My stomach hurts. I shouldn't eat rice with curry sauce so close to waking up. I am writing this blog entry to pass the time until my stomach stops hurting. I am at work. I am about to eat a few Rolaid chews. They taste a little like Starburst candy.
I went back to being a vegetarian. Maybe a week ago. I did it so Tao Lin would like me more. No, that's not why I did it.
A large amount of books are waiting for me at the library. I went a little crazy and ordered too many at the same time because I am afraid that I will be heavily fined soon. And if I do not pay off the fines, I will not be able to check out books. I wish the mailman who removed my library books from the mailbox had walked the five feet it would have taken him to return them for me.
I guess I'll stop watching television and movies until after I finish reading all the books. I only watch television and movies through the cable company's on-demand service, through downloads, and through streams on the websites of TV networks. I watch too much. If the first season of a show is really good, I will continue to watch additional seasons even if they are weak, hoping they will once again be as good as the first season. This only happened one time: Lost. My Achilles heel free time-wise is that I love serial stories. Reality TV and sitcoms might be shit and clog up the airwaves, but there's some good serial shows floating around.
I wanted to pick up my books from the library this morning. But I felt weird. I did not want to drive because I felt the same way that I did before I got into my car accident. I felt that way most of last night. It sucked. I did not do very much last night. I hate wasting night's off.
Last night, I woke up and went with my roommate to a diner. We met his friends there. I ate a Spanish omelet, which I did not like. I ordered it because I really like the words "Spanish" and "omelet." I wanted to say them out loud to the waitress.
I went home. I had a kind of absurd literary argument with Mike Young for forty-five minutes on g-chat. He's doing a reading tomorrow night. I will go if I can force myself to wake up three hours earlier than usual, but that is unlikely.
I read some stories for Bust. I accepted two. One solicited and one out of the blue from my favorite writer.
I'm faxing the proof approval form to the printer tonight once it gets kind of late and less people are likely to come in the store. I am waiting because the fax is in the back room.
So the new issue should be out in two weeks or so. It has taken longer to put out this issue than any other issue. About nine months. The issue is cursed. Hopefully the next one will be more timely. It is looking promising so far since we've already accepted two stories for it. The submissions will open again after the new issue comes out. Submit, human.
I was just interrupted by a customer. He wanted to fill up his car with gas. I got a head rush when I stood up. Now I feel weird again.

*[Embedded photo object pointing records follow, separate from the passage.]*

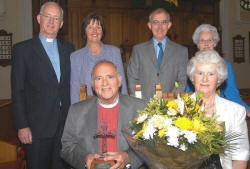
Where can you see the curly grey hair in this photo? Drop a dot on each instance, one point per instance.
(205, 27)
(208, 56)
(157, 11)
(101, 62)
(51, 3)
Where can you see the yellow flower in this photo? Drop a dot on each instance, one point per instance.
(140, 132)
(173, 104)
(161, 132)
(183, 123)
(198, 126)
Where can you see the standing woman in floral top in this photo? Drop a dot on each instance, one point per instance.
(84, 59)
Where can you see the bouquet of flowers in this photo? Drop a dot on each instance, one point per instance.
(175, 134)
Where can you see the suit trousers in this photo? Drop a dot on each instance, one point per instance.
(44, 153)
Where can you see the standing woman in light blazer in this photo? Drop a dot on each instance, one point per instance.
(84, 59)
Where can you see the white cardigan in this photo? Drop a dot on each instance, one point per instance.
(234, 116)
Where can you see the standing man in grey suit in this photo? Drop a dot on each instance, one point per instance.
(158, 60)
(79, 146)
(40, 82)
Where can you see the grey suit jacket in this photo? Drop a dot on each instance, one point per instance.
(143, 68)
(82, 123)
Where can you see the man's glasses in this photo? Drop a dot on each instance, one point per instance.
(163, 22)
(55, 18)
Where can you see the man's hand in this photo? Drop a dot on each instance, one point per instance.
(25, 135)
(121, 159)
(90, 158)
(248, 113)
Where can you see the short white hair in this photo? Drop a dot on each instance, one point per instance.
(51, 3)
(158, 11)
(203, 28)
(208, 56)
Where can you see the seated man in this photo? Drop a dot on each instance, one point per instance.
(79, 144)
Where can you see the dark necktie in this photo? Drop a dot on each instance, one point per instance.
(160, 55)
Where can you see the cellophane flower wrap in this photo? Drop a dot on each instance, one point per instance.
(175, 134)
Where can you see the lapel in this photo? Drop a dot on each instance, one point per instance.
(122, 122)
(93, 124)
(168, 52)
(61, 51)
(41, 53)
(151, 53)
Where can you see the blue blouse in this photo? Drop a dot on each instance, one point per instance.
(228, 89)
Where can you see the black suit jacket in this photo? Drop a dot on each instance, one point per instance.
(39, 100)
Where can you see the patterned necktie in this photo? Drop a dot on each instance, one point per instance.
(160, 55)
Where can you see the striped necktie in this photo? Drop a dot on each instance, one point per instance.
(160, 55)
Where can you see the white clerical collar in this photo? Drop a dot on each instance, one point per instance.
(49, 40)
(109, 106)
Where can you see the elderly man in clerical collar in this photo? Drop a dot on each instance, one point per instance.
(79, 144)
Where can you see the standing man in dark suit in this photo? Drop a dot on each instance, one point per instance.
(40, 81)
(158, 60)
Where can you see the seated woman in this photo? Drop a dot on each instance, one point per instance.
(84, 59)
(206, 37)
(207, 71)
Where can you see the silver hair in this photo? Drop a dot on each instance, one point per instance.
(100, 62)
(208, 56)
(51, 3)
(205, 27)
(157, 11)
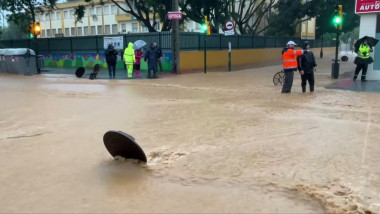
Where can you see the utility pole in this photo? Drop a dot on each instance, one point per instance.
(175, 40)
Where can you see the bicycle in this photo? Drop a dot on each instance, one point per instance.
(279, 78)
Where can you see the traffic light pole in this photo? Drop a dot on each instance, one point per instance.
(205, 54)
(335, 65)
(37, 53)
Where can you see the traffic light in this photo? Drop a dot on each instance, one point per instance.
(206, 28)
(338, 17)
(37, 29)
(30, 31)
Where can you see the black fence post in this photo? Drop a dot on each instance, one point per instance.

I need to force myself to go to sleep earlier. I need more sleep when it is colder outside. I need to admit this to myself so I can have a better quality of life when it is cold outside. But I always get preoccupied with things and go to sleep late.
It feels weird to type "late" since I go to sleep in the afternoon.
Back to last night: I started feeling weird after reading the story by my favorite writer. It was long. It hurt my eyes to read it on the screen. I should have printed it out. It kind of destroyed my brain. This is when I started to feel weird. I couldn't do anything productive after. I had planned to proofread some stories for my grad school writing samples and edit my admissions essays. I guess I'll do that tomorrow night.
Instead of doing those things, I watched a movie on demand. I started to watch Hitman, but it was stupid, so I turned it off. Then I started to watch a Christopher Guest movie, but I wasn't in the mood for it, so I turned it off. So then I watched Jaws, which I liked a lot. But it started to drag while the characters were floating around in a boat and trying to kill Jaws. It was very slow. I got bored. Maybe the slowness was supposed to make it more suspenseful. But I was tired, so it made it more boring. I turned of the movie with the intention of picking up where I left off in the near future.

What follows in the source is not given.